Jifan Zhang,Yifang Chen,Gregory Canal,Stephen Mussmann,Arnav M. Das,Gantavya Bhatt,Yinglun Zhu,Jeffrey Bilmes,Simon Shaolei Du,Kevin Jamieson,Robert D Nowak
2024-03-02
Abstract:Labeled data are critical to modern machine learning applications, but obtaining labels can be expensive. To mitigate this cost, machine learning methods, such as transfer learning, semi-supervised learning and active learning, aim to be label-efficient: achieving high predictive performance from relatively few labeled examples. While obtaining the best label-efficiency in practice often requires combinations of these techniques, existing benchmark and evaluation frameworks do not capture a concerted combination of all such techniques. This paper addresses this deficiency by introducing LabelBench, a new computationally-efficient framework for joint evaluation of multiple label-efficient learning techniques. As an application of LabelBench, we introduce a novel benchmark of state-of-the-art active learning methods in combination with semi-supervised learning for fine-tuning pretrained vision transformers. Our benchmark demonstrates better label-efficiencies than previously reported in active learning. LabelBench's modular codebase is open-sourced for the broader community to contribute label-efficient learning methods and benchmarks. The repository can be found at: <a class="link-external link-https" href="https://github.com/EfficientTraining/LabelBench" rel="external noopener nofollow">this https URL</a>.
Machine Learning,Artificial Intelligence,Computer Vision and Pattern Recognition
What problem does this paper attempt to address?

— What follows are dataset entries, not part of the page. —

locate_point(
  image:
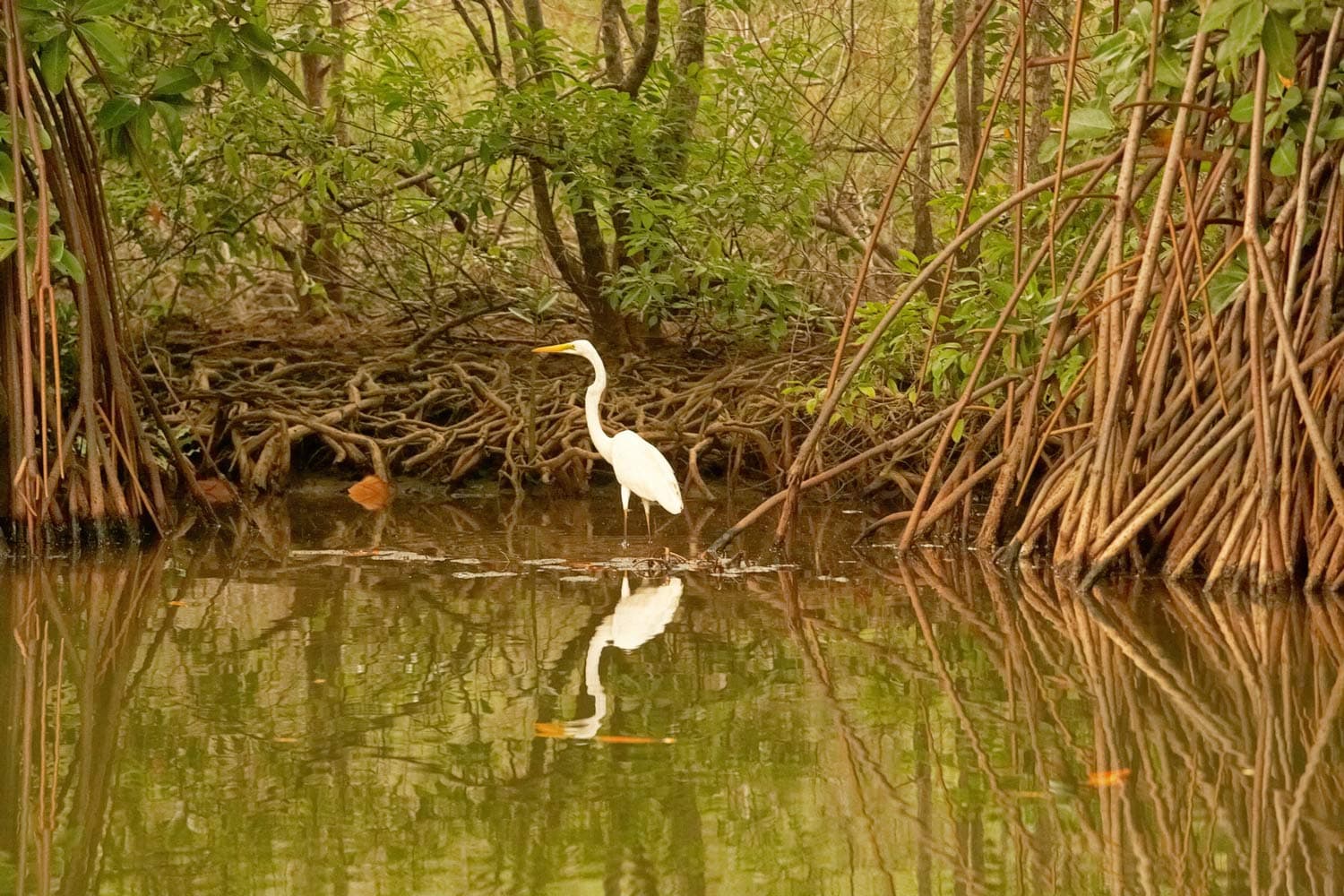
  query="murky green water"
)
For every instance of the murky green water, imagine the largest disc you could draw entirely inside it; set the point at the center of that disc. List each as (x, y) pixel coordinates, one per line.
(257, 716)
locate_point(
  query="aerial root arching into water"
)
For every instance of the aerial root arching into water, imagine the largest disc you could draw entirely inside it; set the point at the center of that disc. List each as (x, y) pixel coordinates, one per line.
(932, 719)
(400, 405)
(1198, 435)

The paper mainly addresses the following issues: ### Research Background and Objectives - **Label Cost Issue**: In modern machine learning applications, labeled data is crucial but expensive to obtain. - **Improving Label Efficiency**: Research on how to achieve high predictive performance with fewer labeled samples. ### Solution - **LabelBench Framework**: Proposes a comprehensive and computationally efficient framework for evaluating the combined effects of various label-efficient learning techniques. - **Combining Multiple Techniques**: Integrates multiple label-efficient learning methods such as transfer learning, semi-supervised learning (Semi-SL), and active learning (AL) into a unified evaluation framework. - **For Large Pre-trained Models**: Focuses particularly on the application of these techniques on large-scale pre-trained models to achieve better label efficiency. ### Main Contributions 1. **LabelBench Framework**: A new framework for jointly evaluating multiple label-efficient learning techniques, capable of effectively handling computational challenges, especially in large-scale neural network architectures. 2. **Lightweight Retraining Scheme**: Proposes a lightweight retraining scheme based on updating only the last layer of large pre-trained models, significantly reducing training costs while maintaining most of the label efficiency gains brought by active learning. 3. **Comprehensive Experimental Results**: Demonstrates through experiments the performance of combining various deep active learning algorithms with semi-supervised learning in fine-tuning large pre-trained vision transformers. Experimental results show that this approach can significantly reduce annotation costs compared to traditional methods, especially on datasets like CIFAR-10 and ImageNet. ### Experimental Highlights - On the CIFAR-10 dataset, using active learning methods can save up to 75% of annotation costs compared to random sampling. - Under a fixed annotation budget, active learning algorithms can significantly improve test accuracy by over 1.2% and increase prediction accuracy on the unlabeled training data pool by over 5%. - Compared to previous best results, the new method improves test accuracy by at least 10% under the same settings. ### Conclusion LabelBench provides a lightweight benchmarking framework that allows researchers to test their algorithms in more realistic and larger-scale scenarios.